Understanding the Tisey Climate
I continue to be surprised by the number of people that don't seem to understand the climate here where "here" means in the Tisey reserve. Some of them have been to Esteli and there abouts but I think "it's near the equator, it's hot" seems to override reality. So, here is your CoolTop climate lesson for the day.
It's interesting to me that the name CoolTop was actually from Jinotega Tony. The name is older than the idea to build here. It reflected his desire to be someplace cool. Were he still with us, I think he would like our choice. But, what does cool mean in Nicaraguan terms and what will grow here?
Let me start with some weather information. This is not for a full year but it includes the hottest month (April) and while it missed the coldest, what you see is no more than a few degrees above the coldest.

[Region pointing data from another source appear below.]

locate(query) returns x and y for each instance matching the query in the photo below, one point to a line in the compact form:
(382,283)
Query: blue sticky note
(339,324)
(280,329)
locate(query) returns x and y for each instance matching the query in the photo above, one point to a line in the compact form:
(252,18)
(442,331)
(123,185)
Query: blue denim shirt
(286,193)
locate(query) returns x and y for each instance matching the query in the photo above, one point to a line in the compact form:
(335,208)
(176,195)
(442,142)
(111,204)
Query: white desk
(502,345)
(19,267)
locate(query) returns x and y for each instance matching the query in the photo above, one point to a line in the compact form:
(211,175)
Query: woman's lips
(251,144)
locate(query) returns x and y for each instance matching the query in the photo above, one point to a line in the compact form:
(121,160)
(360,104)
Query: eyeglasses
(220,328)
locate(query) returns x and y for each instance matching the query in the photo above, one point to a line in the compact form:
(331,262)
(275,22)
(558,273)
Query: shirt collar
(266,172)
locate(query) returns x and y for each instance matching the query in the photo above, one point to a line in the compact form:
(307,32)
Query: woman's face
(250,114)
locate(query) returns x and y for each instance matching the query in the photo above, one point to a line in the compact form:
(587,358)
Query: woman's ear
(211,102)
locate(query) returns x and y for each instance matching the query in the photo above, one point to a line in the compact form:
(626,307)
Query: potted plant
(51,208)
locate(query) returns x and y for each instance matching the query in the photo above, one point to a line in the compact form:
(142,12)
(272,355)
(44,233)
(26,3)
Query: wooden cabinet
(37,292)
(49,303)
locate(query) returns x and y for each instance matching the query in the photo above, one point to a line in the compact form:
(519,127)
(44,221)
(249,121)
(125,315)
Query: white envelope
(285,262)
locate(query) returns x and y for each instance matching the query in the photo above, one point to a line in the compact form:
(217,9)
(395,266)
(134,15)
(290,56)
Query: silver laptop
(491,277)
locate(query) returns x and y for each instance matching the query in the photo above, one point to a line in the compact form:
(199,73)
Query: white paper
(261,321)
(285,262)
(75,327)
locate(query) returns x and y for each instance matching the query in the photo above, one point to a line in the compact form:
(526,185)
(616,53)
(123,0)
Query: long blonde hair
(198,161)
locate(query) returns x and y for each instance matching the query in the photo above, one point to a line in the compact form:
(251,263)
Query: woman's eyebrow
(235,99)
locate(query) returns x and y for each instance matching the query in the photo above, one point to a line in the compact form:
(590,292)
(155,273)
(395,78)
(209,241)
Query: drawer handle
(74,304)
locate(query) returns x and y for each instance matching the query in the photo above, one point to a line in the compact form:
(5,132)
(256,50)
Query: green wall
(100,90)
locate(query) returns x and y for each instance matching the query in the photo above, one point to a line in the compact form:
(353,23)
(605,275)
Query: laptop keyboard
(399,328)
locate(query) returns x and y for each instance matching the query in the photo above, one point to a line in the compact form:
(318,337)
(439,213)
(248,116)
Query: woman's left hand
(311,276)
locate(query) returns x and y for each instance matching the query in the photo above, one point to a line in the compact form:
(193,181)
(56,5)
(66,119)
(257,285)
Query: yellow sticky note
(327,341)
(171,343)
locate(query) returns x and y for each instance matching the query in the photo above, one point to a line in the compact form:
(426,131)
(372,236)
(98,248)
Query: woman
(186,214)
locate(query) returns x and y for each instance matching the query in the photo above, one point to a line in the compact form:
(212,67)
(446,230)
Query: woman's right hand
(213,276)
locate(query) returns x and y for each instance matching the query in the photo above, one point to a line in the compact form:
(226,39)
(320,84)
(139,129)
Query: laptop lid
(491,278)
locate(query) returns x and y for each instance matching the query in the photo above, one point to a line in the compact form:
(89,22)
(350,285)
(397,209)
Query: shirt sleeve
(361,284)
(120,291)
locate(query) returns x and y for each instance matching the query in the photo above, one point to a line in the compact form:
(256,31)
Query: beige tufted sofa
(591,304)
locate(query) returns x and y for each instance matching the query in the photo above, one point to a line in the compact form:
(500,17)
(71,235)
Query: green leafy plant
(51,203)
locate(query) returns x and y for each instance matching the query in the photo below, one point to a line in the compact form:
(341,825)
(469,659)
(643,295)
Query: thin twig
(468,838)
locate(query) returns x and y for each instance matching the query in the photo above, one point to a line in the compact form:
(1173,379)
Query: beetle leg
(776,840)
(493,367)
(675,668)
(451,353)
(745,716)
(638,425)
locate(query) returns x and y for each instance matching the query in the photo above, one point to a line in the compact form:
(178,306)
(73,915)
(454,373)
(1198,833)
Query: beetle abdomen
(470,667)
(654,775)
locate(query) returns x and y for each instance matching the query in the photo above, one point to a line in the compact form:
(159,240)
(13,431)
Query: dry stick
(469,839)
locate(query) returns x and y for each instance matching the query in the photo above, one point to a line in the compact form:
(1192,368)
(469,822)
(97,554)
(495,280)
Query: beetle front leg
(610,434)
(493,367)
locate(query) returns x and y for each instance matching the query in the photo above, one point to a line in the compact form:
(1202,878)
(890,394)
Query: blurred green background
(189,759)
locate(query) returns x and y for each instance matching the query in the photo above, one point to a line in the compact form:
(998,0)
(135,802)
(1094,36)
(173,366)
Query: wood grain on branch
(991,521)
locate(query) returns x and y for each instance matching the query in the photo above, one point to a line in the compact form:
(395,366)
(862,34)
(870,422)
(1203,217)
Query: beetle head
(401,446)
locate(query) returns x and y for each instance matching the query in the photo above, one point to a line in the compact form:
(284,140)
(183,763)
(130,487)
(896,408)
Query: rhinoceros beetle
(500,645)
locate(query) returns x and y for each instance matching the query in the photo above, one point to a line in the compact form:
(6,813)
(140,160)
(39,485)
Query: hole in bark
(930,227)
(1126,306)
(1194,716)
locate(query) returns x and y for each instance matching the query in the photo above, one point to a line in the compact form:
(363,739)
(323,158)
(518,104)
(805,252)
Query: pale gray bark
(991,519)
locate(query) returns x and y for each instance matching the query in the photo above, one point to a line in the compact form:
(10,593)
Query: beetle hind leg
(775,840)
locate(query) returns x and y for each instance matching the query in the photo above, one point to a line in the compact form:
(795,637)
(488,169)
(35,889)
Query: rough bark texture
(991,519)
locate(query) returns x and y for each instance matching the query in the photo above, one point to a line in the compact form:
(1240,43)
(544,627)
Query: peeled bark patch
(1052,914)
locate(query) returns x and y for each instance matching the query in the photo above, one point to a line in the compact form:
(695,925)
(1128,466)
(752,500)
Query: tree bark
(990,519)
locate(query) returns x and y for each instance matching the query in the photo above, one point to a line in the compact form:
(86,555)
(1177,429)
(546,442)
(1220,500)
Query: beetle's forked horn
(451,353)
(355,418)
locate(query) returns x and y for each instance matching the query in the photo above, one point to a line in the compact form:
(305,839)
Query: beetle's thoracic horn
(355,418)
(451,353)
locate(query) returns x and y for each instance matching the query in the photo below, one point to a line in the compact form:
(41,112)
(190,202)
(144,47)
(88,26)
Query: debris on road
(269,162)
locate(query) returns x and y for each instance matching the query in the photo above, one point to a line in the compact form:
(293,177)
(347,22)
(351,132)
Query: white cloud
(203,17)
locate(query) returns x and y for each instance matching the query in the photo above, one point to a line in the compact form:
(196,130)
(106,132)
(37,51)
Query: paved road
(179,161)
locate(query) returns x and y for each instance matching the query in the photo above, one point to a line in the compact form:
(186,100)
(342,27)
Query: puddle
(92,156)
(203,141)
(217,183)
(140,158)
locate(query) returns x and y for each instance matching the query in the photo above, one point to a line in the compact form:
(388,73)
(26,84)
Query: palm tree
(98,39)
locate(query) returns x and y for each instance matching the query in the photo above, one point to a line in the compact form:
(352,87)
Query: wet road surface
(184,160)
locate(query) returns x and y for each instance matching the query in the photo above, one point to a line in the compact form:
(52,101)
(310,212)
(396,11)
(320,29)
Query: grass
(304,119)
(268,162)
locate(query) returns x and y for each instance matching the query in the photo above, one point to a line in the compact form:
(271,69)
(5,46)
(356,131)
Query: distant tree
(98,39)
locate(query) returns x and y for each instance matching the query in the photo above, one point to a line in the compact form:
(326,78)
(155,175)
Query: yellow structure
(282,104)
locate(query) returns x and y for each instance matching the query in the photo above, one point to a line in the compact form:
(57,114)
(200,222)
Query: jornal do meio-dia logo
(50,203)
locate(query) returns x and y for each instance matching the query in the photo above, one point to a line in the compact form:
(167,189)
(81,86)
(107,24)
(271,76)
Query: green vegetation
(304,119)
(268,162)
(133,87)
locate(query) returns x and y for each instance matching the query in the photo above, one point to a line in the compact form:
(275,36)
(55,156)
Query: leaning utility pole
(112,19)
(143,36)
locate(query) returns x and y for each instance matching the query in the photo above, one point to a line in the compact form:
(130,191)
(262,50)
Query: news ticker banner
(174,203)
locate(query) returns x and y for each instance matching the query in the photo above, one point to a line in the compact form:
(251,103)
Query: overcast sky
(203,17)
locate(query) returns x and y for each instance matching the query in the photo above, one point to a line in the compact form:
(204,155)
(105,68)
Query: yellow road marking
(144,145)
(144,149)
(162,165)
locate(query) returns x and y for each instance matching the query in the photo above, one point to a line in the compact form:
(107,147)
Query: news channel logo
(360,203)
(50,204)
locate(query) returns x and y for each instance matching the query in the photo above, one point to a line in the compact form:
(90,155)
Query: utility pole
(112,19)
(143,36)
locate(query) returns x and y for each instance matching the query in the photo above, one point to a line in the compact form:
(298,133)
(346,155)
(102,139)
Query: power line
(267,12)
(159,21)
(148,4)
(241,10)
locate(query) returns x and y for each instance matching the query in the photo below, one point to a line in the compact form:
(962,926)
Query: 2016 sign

- Temperature: 27C maximum, 14.8C minimum
- Humidity: 89% maximum, 33% minimum
- Wind speed: Maximum 17 m/s (while I don't have average, I would expect it to be around 8-10 m/s)
- Rain: 90.7mm in one hour, 124.8mm in 24 hours
Clearly, not exactly extreme except for possibly the rainfall. Yes, we had close to four inches of rain in one hour but you can see that amounted to about 70% of the total for 24 hours. Rain, more often than not, is only part of the day, the rest being sunny. Very different from Seattle's "it's been overcast for six months" problem.
The temperatures reflect the elevation. We are at 1400 meters and in the tropics the primary influence in temperature is altitude.
So, what can you grow here? Clearly, pine and oak trees as that is what covers the majority of the property. We do have coffee growing and avocado, guava, banana, platano, orange, mango and sweet lemon trees are the primary shade providers there. But, there are sections where crops have been/could be grown. The typical crops in the area include cabbage, potatoes, beans, corn and broccoli. Other things that should do well are malanga (taro), assorted kinds of squash, carrots and, well, lots more.
A good reference might be things that will grow in coastal California plus the more tropical crops like banana, coffee and mango. But you then get this added benefit—year round growing seasons. They are not the same but, for example, in some areas three bean crops are grown each year.
The seasons here are "dry" and "wet". Dry is late November through April. Wet is the rest of the year. There is little temperature difference between the seasons, just regular rain or virtually no rain. As long as you have a water source (or, with a crop such as corn, know the right time to plant so it will grow in the dry season) you really can grow stuff all the time.
The other issue is what is the soil like. Well, it varies is the best answer. We have some parts that are all clay, others very sandy. While I haven't tested it, I would expect most is a bit acid because of the pine trees but nothing that can't be adjusted.